BACK TO FRONT GOSPEL
Difficult? At first it is. Bizarre? It seems all back-to-front. But this is what Jesus modelled. In searing pain and with hardly enough breath to utter anything, from the Cross. Jesus said (Luke 23:34): “Father, forgive them, for they know not what they are doing.”
He commanded it. He taught the model prayer outline we call The Lord’s Prayer and added:
Matthew 6:14-15, also Mark 11:25
And when you stand praying, if you hold anything against anyone (Anything! Anyone! Unconditional!) forgive them, so that Your Father in heaven may forgive your sins.

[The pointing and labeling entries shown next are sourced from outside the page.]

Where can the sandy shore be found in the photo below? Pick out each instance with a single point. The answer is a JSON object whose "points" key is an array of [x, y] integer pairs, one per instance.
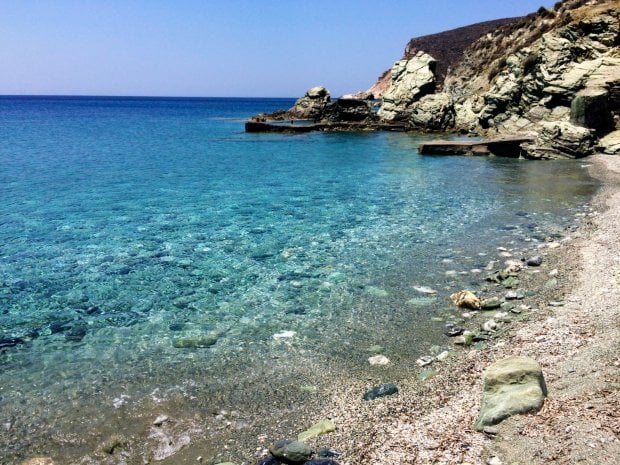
{"points": [[577, 344]]}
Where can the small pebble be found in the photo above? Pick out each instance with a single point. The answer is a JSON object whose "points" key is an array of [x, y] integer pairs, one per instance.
{"points": [[160, 420], [424, 361], [379, 360]]}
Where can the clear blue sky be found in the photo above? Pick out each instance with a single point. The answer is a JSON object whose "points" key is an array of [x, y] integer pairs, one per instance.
{"points": [[218, 47]]}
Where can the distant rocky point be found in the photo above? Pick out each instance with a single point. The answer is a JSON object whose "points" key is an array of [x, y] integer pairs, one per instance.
{"points": [[553, 75]]}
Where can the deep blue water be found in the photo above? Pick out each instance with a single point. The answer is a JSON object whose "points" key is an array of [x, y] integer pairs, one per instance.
{"points": [[130, 224]]}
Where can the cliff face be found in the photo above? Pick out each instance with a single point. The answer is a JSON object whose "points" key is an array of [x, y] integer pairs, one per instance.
{"points": [[446, 47], [555, 73]]}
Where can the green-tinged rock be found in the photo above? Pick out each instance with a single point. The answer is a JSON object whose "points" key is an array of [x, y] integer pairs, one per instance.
{"points": [[290, 451], [376, 349], [309, 388], [426, 374], [511, 282], [318, 429], [114, 442], [422, 301], [511, 386], [491, 303], [199, 341], [551, 283]]}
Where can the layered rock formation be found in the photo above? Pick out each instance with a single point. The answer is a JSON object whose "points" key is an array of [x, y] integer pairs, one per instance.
{"points": [[555, 74], [311, 105], [411, 80]]}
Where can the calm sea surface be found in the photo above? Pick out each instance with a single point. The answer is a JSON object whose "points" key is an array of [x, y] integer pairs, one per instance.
{"points": [[133, 230]]}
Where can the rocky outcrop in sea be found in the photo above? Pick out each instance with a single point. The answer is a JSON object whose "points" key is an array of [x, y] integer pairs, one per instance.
{"points": [[553, 75]]}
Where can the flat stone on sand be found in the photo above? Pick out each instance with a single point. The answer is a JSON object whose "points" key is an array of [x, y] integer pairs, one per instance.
{"points": [[511, 386]]}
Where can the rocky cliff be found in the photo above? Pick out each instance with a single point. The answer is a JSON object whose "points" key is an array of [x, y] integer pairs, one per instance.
{"points": [[446, 47], [553, 76], [554, 73]]}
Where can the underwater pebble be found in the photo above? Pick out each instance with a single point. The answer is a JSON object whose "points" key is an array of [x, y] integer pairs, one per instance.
{"points": [[379, 360], [424, 290], [424, 361], [284, 335], [160, 420]]}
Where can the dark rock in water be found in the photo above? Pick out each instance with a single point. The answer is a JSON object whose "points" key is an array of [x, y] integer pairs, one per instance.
{"points": [[511, 282], [10, 342], [481, 337], [91, 310], [498, 276], [453, 331], [297, 311], [76, 333], [60, 325], [382, 390], [290, 451], [534, 261], [349, 110], [269, 461], [176, 326], [320, 461]]}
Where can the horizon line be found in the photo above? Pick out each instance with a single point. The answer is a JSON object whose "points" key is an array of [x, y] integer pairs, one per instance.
{"points": [[138, 96]]}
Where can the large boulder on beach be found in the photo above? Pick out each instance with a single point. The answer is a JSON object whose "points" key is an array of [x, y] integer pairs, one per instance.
{"points": [[433, 112], [312, 104], [411, 80], [512, 386], [349, 110], [561, 139], [291, 451]]}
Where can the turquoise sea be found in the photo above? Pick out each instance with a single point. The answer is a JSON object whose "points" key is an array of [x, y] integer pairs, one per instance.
{"points": [[157, 260]]}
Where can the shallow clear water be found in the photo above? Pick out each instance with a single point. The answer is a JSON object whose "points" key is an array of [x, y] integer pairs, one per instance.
{"points": [[129, 227]]}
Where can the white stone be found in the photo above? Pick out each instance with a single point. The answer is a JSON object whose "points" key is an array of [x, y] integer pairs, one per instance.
{"points": [[379, 360], [284, 334]]}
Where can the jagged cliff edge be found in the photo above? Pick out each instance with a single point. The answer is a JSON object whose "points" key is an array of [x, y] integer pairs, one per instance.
{"points": [[554, 74]]}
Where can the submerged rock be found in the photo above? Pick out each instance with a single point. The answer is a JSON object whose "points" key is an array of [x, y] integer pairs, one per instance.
{"points": [[38, 461], [386, 389], [199, 341], [466, 299], [511, 386], [534, 261], [10, 342], [290, 451], [76, 333], [379, 360]]}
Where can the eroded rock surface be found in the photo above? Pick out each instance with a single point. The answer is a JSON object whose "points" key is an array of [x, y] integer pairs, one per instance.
{"points": [[411, 80], [512, 386]]}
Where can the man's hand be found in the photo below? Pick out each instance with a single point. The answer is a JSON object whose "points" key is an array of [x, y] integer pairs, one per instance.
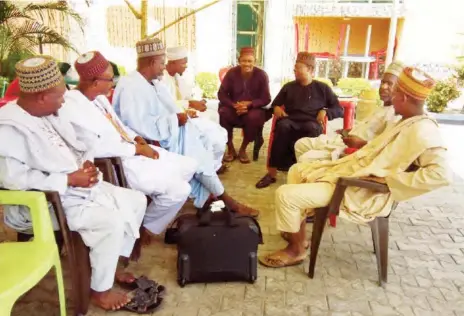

This shows the gravity of the offence of unforgiveness.
And Paul wrote to the church in Colosse teaching them:
Bear with each other and forgive whatever grievances you may have against one another. Forgive as the Lord forgave you.
And He did forgive us. When we turned to Him, we walked into an acceptance and forgiveness that was already waiting for us.
But God demonstrates His love for us in this: While we were still sinners, Christ died for us.
HOW TO PRAY FORGIVENESS EFFECTIVELY
Usually we don’t ‘feel like’ forgiving someone. That’s the deception. Who said that feelings are a guide to what is true? Forgiveness is a choice, and a choice with a cost to us. Accept the cost, do it, and the feelings will follow your action, sometimes quickly and sometimes after a while.
Here’s a forgiveness prayer scheme:
Father, I choose to forgive [name]__________ for _____________(say how it made you feel)
Parents (living or dead)
Other family members
People you have worked with
People in your church congregation or growth group
Others in your past
…And don’t forget to forgive yourself!
Do this as hurts happen. Do what is needed every day. Do what you can yourself – but you may find the help of a pastoral team member or pastor really helpful in untying the tangle of emotions and coaching you through it.
This is a relatively simple action that has the capacity to kick the enemy out big time and bring huge beneficial change to your life. All because of who you are in Jesus, and what He had done for you.